«Ehilà, bimba!» commenta lui, senza celare la disapprovazione nei confronti del gesto. «Ne deve rimanere almeno metà per me, lo sai questo?»

«Dove sta scritto?» riesco a dire, mentre l'anidride carbonica compie il suo effetto soffocando certi pensieri.

Il ragazzo alza un sopracciglio: «Chi pensi che l'abbia comprata tutta questa roba?».

«Filo. È il suo compleanno, no?»

«Sì, ma l'alcol è il mio regalo» ci tiene a precisare. «E va goduto con parsimonia.»

«Sei qui per fargli da babysitter?»

«No, lui è abbastanza maturo» dice, con un occhiolino. «Però non posso garantire per i suoi amici.»

Io mi chiudo nelle spalle, meditando se bere un altro po', giusto per abbassare l'asticella della sua arroganza: «Scusa, e che pensi di fare se mi ubriaco? L'idea dell'alcol è tua, devi prenderti la responsabilità».

«Infatti perché pensi che ti stia tenendo d'occhio?» domanda, innocente. «Sono grande, so come si prende una responsabilità.»

Di fronte alla sua aria di superiorità, non posso che scuotere la testa: «Quanti anni hai?».

«Quanti me ne dai?»

«Non saprei... Diciotto? Diciannove?»

«Bene, sei ancora abbastanza lucida» si compiace, rubandomi la bottiglia dalle mani e prendendo due sorsi più corposi dei miei. «Ne faccio venti fra due mesi. Tu quanti ne hai, bimba?»

«Non così pochi da meritami questo nomignolo.»

Il ragazzo sorride appena, gli occhi puntati lontano dai miei, le ciglia bionde che luccicano sopra di essi. È davvero bello, anche più di Filippo, e mi disturba immensamente che, come al solito, sia molto più grande di me. 

Perché mi piacciono solo al di sopra dei quattro, cinque anni di differenza? È una qualche sorta di maledizione?

«So come ti chiami» se ne esce, facendo affossare il mio cuore nei meandri della vergogna. Se lo sa, significa che è al corrente delle voci che girano su di me e, se le conosce, allora vuol dire che mi ritiene una...

«Bimba» ripete, fermo. «Ti sta molto meglio addosso.»

«Non è divertente» mormoro sentendomi bruciare il petto. «Com'è questa storia?
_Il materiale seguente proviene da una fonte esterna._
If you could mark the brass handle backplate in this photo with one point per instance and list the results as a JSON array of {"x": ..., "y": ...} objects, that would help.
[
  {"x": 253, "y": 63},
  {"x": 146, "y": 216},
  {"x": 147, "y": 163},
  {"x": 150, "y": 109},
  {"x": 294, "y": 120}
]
Gli altri hanno il diritto di conoscere me e io non so nemmeno chi siano loro?»

«Mi chiamo Federico» se ne esce allora, tendendomi una mano. Forte, asciutta e muscolosa è la stretta con cui accoglie la mia che, timidamente, incontra la sua presentazione. «Puoi chiamarmi Fede.»

«Mi sa che non è sufficiente.»

«Frequento il primo anno di università e nella gara tra i fratelli Prosdocimi sono il più stronzo, anche se non si direbbe. D'altronde, chi regalerebbe alcol a suo fratello sapendo che non può berlo?»
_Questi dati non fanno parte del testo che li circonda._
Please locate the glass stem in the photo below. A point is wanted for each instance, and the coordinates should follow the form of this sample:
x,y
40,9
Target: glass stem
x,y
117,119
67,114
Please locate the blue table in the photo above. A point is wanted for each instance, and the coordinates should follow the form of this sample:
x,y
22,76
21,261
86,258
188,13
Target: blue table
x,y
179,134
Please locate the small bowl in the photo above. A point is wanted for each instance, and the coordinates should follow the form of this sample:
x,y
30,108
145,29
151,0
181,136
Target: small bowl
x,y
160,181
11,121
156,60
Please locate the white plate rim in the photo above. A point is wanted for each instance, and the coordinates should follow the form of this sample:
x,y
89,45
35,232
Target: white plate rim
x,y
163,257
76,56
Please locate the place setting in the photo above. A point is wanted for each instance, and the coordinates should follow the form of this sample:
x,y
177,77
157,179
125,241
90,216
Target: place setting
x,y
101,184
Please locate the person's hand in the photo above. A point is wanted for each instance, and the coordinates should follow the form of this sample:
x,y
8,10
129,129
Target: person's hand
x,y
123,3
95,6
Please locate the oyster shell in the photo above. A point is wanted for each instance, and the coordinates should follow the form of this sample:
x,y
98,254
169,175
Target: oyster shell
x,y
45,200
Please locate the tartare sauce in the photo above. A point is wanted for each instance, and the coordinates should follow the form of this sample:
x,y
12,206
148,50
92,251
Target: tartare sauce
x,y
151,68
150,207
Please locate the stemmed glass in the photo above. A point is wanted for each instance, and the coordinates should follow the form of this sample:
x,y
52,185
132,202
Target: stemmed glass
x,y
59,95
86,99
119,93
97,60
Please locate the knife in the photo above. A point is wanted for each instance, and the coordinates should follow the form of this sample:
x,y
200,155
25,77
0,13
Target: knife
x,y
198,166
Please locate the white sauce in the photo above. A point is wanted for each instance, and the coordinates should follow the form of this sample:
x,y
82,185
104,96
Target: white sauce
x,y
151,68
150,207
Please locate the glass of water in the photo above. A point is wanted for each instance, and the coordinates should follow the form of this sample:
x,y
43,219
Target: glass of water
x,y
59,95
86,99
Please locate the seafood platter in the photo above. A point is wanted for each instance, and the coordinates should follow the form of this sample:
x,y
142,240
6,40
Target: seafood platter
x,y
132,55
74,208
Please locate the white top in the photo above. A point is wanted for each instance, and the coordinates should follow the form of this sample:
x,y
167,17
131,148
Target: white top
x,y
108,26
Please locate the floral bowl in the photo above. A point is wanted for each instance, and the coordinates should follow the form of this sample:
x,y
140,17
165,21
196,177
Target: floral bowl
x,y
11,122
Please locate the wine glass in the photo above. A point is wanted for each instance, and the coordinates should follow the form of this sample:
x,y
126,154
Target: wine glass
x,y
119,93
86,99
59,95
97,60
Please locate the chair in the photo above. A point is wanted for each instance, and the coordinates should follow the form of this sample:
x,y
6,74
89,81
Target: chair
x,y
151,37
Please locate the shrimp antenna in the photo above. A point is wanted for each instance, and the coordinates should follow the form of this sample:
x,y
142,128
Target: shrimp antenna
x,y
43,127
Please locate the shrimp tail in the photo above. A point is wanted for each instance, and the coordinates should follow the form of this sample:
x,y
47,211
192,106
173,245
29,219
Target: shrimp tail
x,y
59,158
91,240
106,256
«Filo è famoso per essere un tentatore. Forse è di famiglia.»

«Ah, attenta alle malelingue» mi rimprovera, agitando la birra davanti ai miei occhi. «Passare da vittima a carnefice è un attimo.»

La spigliatezza e la brillantezza delle sue frasi mi fanno sorridere. Mi mortifica, certo, eppure la mia nomea non sembra così grave, per lui. La fa sembrare grave solo per me.

Lo guardo attraverso il vetro della bottiglia e decido di riprendermela per alimentare un po' di ritrovata grinta. Realizzo troppo tardi di aver appena posato le mie labbra nel punto in cui solo un secondo fa c'erano le sue e rischio di strozzarmi con il liquido, mentre mi faccio venire le palpitazioni.